Lebanon’s recent history
Between 1950 and 1970, before the civil war that ravaged the country from
1975 to 1990, Lebanon was nicknamed the Switzerland of the Middle East: a
prosperous country, politically stable and in which it was good to live. Even
if the Taif agreement of October 22, 1989, is supposed to have put an end to
the civil war, the antagonism of the various denominational militias never
really ceased.
We can see in Costa
Brava, Lebanon a summary, both geographical and over time, of the recent
history of Lebanon: a small paradise transformed into hell by an event, here
the arrival of this landfill, which fractures the micro-society represented by
the Badri family.
Indeed, even if the
film continues to denounce the ecological ravages of certain projects, even if
the indictment of the corruption which reigns in the country is never
abandoned, we quickly feel that it is the repercussion of the events on the
lives of each of the Badri family members that interests the director above
all: between Walid, supported by Rim, headwind against the project and the men
who are there to set it up, and Soraya who takes control of life before their
departure to the countryside, the gap continues to widen. Zeina has long
dreamed of joining Alia in Colombia. As for Tala, she is more or less out of
the game, titillated by the awakening of her attraction to Tarek, the site
manager.
The author develops
the identity of each member of the family, reveals the links that unite them,
those that oppose them; a family structure that will be severely tested by
events. Because even if its resonance is political, the family scope is central
and takes a central place within the film.
The woven bonds
stretch, tear, and sometimes even break. The individual characters assert
themselves and collide violently; arguments will break out in scenes (that
might be described as Oscar-worthy) with a form of emotional rebellion, or an
expression of a personal exhaustion, too long contained, that surfaces at the
top of the mountain of garbage.
Questions
Even before seeing the film, simply by reading its title, the spectator
will wonder what is Costa Brava, this Spanish region so popular with tourists,
doing in the title of a Lebanese film.
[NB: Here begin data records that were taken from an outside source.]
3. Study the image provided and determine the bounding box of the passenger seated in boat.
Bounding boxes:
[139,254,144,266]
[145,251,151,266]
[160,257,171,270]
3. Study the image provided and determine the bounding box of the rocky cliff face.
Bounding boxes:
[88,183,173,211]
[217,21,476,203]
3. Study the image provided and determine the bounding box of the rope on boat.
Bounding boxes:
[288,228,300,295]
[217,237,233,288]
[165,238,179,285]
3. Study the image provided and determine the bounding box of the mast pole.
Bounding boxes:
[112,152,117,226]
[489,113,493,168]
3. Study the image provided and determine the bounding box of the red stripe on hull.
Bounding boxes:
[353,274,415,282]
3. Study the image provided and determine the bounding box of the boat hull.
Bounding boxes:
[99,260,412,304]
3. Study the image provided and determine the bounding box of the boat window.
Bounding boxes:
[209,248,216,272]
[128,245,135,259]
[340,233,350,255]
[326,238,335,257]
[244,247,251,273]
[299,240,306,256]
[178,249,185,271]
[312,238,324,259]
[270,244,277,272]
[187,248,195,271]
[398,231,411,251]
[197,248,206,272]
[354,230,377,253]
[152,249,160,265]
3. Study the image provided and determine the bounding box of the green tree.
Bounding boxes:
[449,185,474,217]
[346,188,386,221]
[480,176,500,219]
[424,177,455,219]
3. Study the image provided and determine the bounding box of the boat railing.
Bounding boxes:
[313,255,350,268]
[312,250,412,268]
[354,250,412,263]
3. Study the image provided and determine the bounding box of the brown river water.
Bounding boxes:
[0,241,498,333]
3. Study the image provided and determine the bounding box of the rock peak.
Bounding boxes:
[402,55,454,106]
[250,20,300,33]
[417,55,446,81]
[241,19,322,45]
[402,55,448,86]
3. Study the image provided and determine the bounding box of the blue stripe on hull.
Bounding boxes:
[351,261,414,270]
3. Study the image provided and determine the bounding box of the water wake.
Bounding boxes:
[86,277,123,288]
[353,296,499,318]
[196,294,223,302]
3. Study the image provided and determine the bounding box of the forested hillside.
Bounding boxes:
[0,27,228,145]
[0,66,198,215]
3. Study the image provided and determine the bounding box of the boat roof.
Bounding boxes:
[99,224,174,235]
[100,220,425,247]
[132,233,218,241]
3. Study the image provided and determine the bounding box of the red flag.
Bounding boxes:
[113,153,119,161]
It is simple: in the south of Beirut, at
the mouth of the Ghadir river, the Costa Brava landfill was opened in April
2016, one of two presented by the Lebanese government as a solution to the
crisis of eight-month-old uncollected waste that the country went through in
2015 and 2016.
Another question
arises when looking at the film cast: for the portrayer of Rim, the 9-year-old
girl, there are two similar names: Ceana Restom and Geana Restom. The answer is
simple: they are twins, two little girls resembling each other like two drops
of water but with very different characters, one very calm, the other endowed
with a very great energy. The director has exploited this difference, having
them both play, most often using their natural behavior but also sometimes
having them play against the grain. Of course, we never know if it is Ceana we
see on screen or Geana, but what is important is what we see and what we hear,
and what we see and what we hear is absolutely stunning.
Final statement
This first feature by a
young Lebanese director is very promising. Helped by an excellent cast and by a
very good director of photography, Akl talks to us with strength and talent
about her country, formerly nicknamed the Switzerland of the Middle East, but
whose geographical environment as well as the great religious diversity of its
population have contributed to causing major problems for several years.
This Lebanese work
is thus not reduced solely to the humanitarian problem that it intends to make
known, but develops with great narrative and technical mastery a story of great
emotional breadth that will move fans of family dramas.